VictorOps is now Splunk On-Call! Learn More.
Runbooks and playbooks are essential to driving collaborative on-call response and incident management. Especially as teams scale, new on-call teammates need to have resources that make on-call suck less. Runbooks are one of the best ways to provide incident response and remediation instructions to on-call responders. When you automate those runbooks to appear in-line with alert context and chat tools, your team can collaborate more quickly and find the information they need, when they need it.
A runbook or a playbook should provide the on-call responder or incident commander with the information they need to start working toward resolving an incident. For most simple resolutions, the runbook can simply show the exact steps required for fixing the problem. If the issue is a little more complex, sometimes a runbook showing where to escalate the incident may be more efficient.

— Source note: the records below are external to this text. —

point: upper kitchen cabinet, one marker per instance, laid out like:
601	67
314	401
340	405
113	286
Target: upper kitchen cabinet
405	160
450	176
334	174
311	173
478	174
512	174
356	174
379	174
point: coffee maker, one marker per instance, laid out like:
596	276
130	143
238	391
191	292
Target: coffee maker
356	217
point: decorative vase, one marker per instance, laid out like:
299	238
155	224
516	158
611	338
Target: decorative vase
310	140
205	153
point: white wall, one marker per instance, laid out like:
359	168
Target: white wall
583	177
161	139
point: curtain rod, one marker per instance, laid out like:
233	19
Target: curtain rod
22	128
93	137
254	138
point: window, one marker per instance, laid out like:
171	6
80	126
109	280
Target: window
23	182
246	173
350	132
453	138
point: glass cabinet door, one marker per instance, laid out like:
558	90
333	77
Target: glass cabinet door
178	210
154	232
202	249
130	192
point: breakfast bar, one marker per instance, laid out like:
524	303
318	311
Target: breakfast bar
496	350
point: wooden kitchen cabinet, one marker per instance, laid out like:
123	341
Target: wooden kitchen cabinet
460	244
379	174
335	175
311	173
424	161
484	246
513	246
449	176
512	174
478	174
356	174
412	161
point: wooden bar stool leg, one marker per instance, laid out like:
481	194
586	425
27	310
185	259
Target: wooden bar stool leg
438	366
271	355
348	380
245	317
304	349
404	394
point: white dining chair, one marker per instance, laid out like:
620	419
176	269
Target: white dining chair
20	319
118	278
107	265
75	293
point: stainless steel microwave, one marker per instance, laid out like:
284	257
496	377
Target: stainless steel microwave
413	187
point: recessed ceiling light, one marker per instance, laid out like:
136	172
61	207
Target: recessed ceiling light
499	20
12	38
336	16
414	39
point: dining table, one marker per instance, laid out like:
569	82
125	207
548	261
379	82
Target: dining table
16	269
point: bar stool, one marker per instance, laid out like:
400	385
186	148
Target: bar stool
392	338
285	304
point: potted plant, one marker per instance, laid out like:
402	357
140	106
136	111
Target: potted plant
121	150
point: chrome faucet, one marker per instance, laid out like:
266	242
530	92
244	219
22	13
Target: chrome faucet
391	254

Determining the what, how, who, and where of the incident and then feeding that information into the corresponding documentation should be required for any runbook or playbook. In previous posts, we’ve referred to the bare minimum for creating a runbook as a Minimum Viable Runbook.
The what of a runbook should help the on-call responder know exactly what the issue is. The faster you can help identify the exact problem, the faster the team can jump on it. Is it a network error? Is server space maxing out? Any well-built runbook will almost immediately address what’s likely going on and help the on-call engineer start navigating the incident management process right out the gate.

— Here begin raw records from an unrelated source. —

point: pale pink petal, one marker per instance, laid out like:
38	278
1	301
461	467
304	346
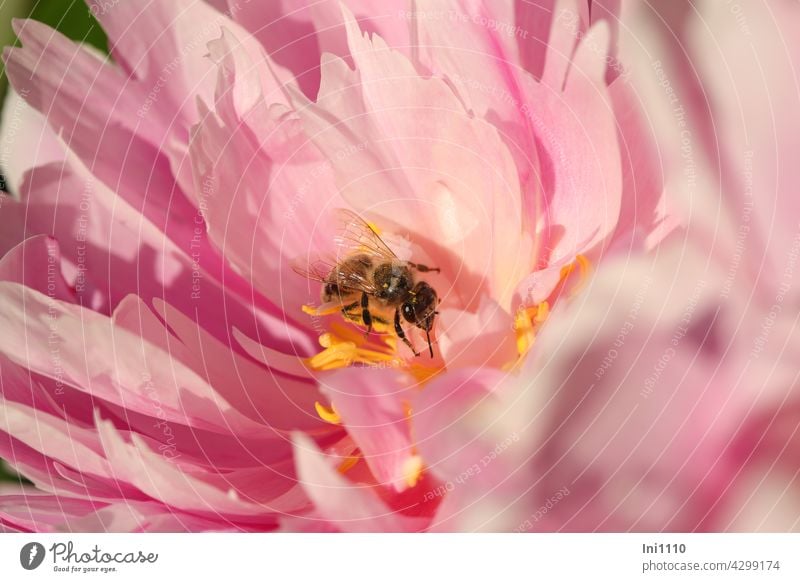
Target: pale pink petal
461	203
580	156
373	406
345	505
25	140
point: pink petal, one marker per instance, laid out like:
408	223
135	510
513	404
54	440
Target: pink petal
347	506
423	179
373	407
26	140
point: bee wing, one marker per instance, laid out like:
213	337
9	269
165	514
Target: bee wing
357	236
343	273
317	270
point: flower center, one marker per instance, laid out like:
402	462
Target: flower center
529	320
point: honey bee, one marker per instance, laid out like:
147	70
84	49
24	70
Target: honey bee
368	282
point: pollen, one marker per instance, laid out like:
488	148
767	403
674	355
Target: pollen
328	414
528	320
348	463
412	470
345	346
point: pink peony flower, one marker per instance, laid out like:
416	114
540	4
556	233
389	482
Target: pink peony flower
665	397
163	365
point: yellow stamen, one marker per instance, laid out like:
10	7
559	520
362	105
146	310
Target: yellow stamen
412	470
584	267
527	322
348	463
328	414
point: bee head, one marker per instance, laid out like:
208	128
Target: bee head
420	307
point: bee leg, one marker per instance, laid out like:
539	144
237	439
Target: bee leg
366	316
347	311
424	269
400	333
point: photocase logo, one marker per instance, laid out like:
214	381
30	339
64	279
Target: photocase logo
31	555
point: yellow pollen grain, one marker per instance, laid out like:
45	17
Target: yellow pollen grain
412	470
348	463
328	414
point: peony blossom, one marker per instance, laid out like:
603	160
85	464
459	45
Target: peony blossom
164	366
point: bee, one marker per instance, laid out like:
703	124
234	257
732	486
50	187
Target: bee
368	282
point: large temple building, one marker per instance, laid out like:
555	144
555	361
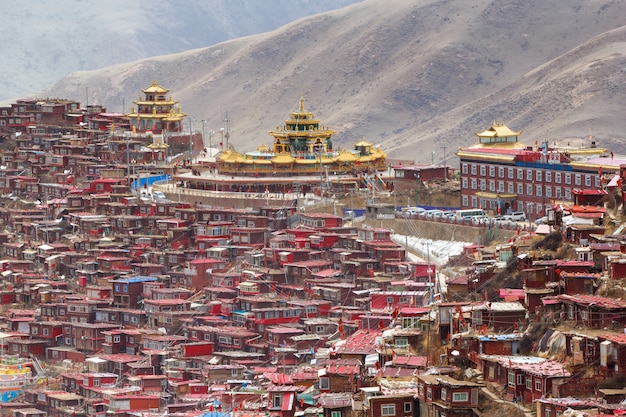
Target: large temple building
501	174
156	112
302	146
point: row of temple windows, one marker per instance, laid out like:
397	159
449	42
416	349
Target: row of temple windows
536	190
529	208
538	175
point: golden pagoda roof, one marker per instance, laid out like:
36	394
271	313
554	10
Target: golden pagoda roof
230	156
158	146
283	158
379	153
346	156
363	142
498	129
155	88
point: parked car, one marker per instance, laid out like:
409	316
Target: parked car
159	196
412	212
434	214
516	216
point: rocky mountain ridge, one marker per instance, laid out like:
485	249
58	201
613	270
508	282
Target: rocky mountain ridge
414	77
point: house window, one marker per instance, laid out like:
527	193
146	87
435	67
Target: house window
402	342
388	410
459	397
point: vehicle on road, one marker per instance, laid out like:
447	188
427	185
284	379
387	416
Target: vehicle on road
516	216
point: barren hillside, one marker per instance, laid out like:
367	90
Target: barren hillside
413	76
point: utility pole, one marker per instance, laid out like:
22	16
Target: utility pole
417	186
190	142
445	169
203	121
227	128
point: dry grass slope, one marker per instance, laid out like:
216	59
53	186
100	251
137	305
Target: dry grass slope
411	76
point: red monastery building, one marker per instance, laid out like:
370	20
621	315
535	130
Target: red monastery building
501	174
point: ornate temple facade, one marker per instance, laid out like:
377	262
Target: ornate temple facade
156	112
501	174
303	146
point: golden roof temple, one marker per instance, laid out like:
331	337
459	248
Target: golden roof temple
155	112
302	146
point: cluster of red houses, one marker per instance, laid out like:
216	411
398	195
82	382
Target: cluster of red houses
141	308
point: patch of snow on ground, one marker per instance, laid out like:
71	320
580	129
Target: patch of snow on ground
439	250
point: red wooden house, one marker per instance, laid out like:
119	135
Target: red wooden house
198	272
593	311
320	221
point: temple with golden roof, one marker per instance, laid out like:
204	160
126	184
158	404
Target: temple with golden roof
155	112
302	146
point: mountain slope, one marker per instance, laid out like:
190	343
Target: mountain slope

The how will help the first responder determine the first action to be taken toward an incident resolution. What are the first actionable steps an on-call team or individual can take toward a resolution. Instead of diving straight into logs and investigation, an intelligently structured runbook may be able to simply tell you exactly how to remediate an incident. Because the runbook quickly identified the what and the how, you can start taking action more quickly.
Now, the what and the how should always be the first two things included in the runbook. But, the on-call responder may not always be the correct person to simply hop on a problem and fix it. The who can help you address who needs to be involved with the incident? Is it a team? Is it a specific individual? This way, you can quickly escalate the incident to the right person or team instead of spending time working to find out who should be responding to the issue.
The where can show you exactly where the problem is and where the resolution needs to take place. What specific applications, tools, servers, etc. need to be looked at for the problem at hand? Where will the team be communicating around the incident? Understanding exactly where every part of the incident workflow will take place for the specific incident should be known across the entire team.
While having a centralized location full of manually stored runbooks is a great start, automatically serving runbooks to the on-call engineer is even better. The faster you can surface context and provide instructions to an incident’s first responder, the faster you can actually start fixing the problem.
In our State of On-Call Report, on average, we found 73% of an incident’s lifecycle is spent in the incident response phase. So, finding ways to automate processes, improve collaboration, and shorten the incident lifecycle should be your first priority. Runbooks, especially automated ones, are some of the most effective ways for improving a team’s overall incident management productivity.
In association with on-call schedules, runbook automation can be used to automatically serve an on-call engineer with runbooks based on specific alert identifiers. This way, the correct runbook is served to the correct responder at the same time as the alert context. So, the on-call engineer doesn’t need to work in different locations or spend time finding the data or instructions they need for remediating the incident. Runbook automation drives operational efficiency and helps on-call teams better understand any issue placed in front of them.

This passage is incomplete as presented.